As is apparent from the above, according to the present invention, the powder obtained by mixing the powders of La ₂ O ₃ , SrCO ₃ , and Mn ₂ O ₃ and then calcining the mixture is hardly soluble. By mixing the starch in the range of 2.5 to 15% by weight, the La
It is possible to impart porosity to a metal oxide having a MnO ₃ type crystal structure, and to obtain a metal oxide porous body having an air permeability suitable for an air electrode of a fuel cell.

The sparingly soluble starch has an average particle size of 5 to 20 μm.
Within the range, the air permeability can be easily obtained. Further, by using cornstarch as the sparingly soluble starch, the average particle size in the above range can be easily obtained.

[Brief description of drawings]

FIG. 1 is a graph showing an example of heat history when firing a porous body of the present invention.

FIG. 2 is a graph showing the relationship between the amount of corn starch added and the porosity of each porous body obtained in this example.

FIG. 3 is a graph showing the relationship between the porosity and the electrical conductivity of each porous body obtained in this example.

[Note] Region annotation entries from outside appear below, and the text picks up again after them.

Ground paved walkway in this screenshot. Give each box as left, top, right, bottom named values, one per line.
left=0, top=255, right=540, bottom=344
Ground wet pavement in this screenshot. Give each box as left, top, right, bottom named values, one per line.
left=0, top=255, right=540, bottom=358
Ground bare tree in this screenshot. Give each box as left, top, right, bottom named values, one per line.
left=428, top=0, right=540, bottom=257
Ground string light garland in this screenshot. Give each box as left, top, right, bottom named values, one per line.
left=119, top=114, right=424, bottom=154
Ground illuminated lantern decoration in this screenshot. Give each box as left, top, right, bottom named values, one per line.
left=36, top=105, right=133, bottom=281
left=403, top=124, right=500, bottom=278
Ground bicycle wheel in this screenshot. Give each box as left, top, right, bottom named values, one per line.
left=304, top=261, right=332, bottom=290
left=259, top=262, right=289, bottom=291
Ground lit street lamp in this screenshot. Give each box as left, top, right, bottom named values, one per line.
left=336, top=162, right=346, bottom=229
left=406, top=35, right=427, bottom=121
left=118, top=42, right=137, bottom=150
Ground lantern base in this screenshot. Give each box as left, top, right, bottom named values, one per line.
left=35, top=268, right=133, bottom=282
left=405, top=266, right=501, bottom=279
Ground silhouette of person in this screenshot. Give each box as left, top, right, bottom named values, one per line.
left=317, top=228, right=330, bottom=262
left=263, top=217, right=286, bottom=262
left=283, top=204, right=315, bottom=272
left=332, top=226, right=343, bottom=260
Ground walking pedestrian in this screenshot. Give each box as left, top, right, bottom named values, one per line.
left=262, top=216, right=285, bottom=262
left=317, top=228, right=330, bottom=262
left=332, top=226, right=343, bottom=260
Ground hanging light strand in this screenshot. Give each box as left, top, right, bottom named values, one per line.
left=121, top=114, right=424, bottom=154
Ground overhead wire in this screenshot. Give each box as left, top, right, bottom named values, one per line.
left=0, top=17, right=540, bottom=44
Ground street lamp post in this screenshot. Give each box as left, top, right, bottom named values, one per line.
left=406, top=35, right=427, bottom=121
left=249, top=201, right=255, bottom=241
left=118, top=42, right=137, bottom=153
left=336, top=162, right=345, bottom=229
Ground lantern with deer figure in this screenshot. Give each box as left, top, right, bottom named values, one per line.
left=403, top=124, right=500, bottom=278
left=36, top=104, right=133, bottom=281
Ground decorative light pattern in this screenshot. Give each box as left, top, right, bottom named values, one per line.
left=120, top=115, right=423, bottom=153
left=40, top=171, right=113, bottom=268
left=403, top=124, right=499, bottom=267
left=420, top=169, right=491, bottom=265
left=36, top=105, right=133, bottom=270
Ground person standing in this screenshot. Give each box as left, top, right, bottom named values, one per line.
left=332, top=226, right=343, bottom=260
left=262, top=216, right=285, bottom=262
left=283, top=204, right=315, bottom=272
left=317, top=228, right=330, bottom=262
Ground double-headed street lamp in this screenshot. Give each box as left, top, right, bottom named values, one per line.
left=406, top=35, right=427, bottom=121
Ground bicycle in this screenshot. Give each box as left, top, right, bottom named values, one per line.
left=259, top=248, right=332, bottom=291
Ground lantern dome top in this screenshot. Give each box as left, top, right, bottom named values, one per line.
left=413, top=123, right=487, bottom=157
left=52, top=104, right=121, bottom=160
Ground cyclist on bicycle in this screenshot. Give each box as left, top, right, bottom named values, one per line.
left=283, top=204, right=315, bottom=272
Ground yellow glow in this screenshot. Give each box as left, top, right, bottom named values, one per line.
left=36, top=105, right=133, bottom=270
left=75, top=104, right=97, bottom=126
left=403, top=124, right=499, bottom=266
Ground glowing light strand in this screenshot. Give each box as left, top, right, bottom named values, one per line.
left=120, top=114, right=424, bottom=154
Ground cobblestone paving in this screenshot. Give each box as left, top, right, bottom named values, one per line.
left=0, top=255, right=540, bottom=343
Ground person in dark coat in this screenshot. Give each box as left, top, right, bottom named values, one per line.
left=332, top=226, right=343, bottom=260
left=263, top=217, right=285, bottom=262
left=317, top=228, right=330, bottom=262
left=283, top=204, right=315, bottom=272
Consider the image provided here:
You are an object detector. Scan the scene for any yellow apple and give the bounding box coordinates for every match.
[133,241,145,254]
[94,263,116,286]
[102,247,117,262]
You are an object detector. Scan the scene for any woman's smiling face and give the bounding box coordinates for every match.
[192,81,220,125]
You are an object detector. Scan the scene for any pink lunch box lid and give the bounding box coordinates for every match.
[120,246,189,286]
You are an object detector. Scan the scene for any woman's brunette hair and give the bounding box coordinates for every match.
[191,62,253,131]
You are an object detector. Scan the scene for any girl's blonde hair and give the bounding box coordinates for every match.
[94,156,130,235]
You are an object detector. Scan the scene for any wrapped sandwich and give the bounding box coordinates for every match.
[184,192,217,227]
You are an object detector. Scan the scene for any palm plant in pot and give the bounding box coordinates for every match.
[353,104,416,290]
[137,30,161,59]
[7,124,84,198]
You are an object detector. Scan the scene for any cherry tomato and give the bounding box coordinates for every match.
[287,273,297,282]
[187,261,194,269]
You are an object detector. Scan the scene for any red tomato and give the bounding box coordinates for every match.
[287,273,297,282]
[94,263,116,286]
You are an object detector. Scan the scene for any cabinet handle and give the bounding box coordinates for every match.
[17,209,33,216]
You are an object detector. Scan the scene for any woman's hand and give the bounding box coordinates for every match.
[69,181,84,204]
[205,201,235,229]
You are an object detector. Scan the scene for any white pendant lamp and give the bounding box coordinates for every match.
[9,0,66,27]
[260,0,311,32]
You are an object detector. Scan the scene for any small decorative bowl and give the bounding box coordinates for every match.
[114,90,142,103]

FIG. 4 is an explanatory cross-sectional view showing a configuration example of a conventional fuel cell.

[Explanation of symbols]

1 ... Solid electrolyte membrane, 2 ... Porous air electrode, 3 ... Fuel electrode.

Claims (3)

[Claims] 1. A porous metal oxide body used for an air electrode of a fuel cell, which is obtained by mixing powders of La ₂ O ₃ , SrCO ₃ , and Mn ₂ O ₃ and then calcining the mixture. And the sparingly soluble starch is 2.5 to 1
It is made by adding and mixing in the range of 5% by weight and then firing it to obtain La.
A porous body having a MnO ₃ system crystal structure. 2. The average particle size of the sparingly soluble starch is 5 to 20 μm.
The porous body according to claim 1, which is in the range of m. 3. The porous body according to claim 1, wherein the poorly soluble starch is corn starch.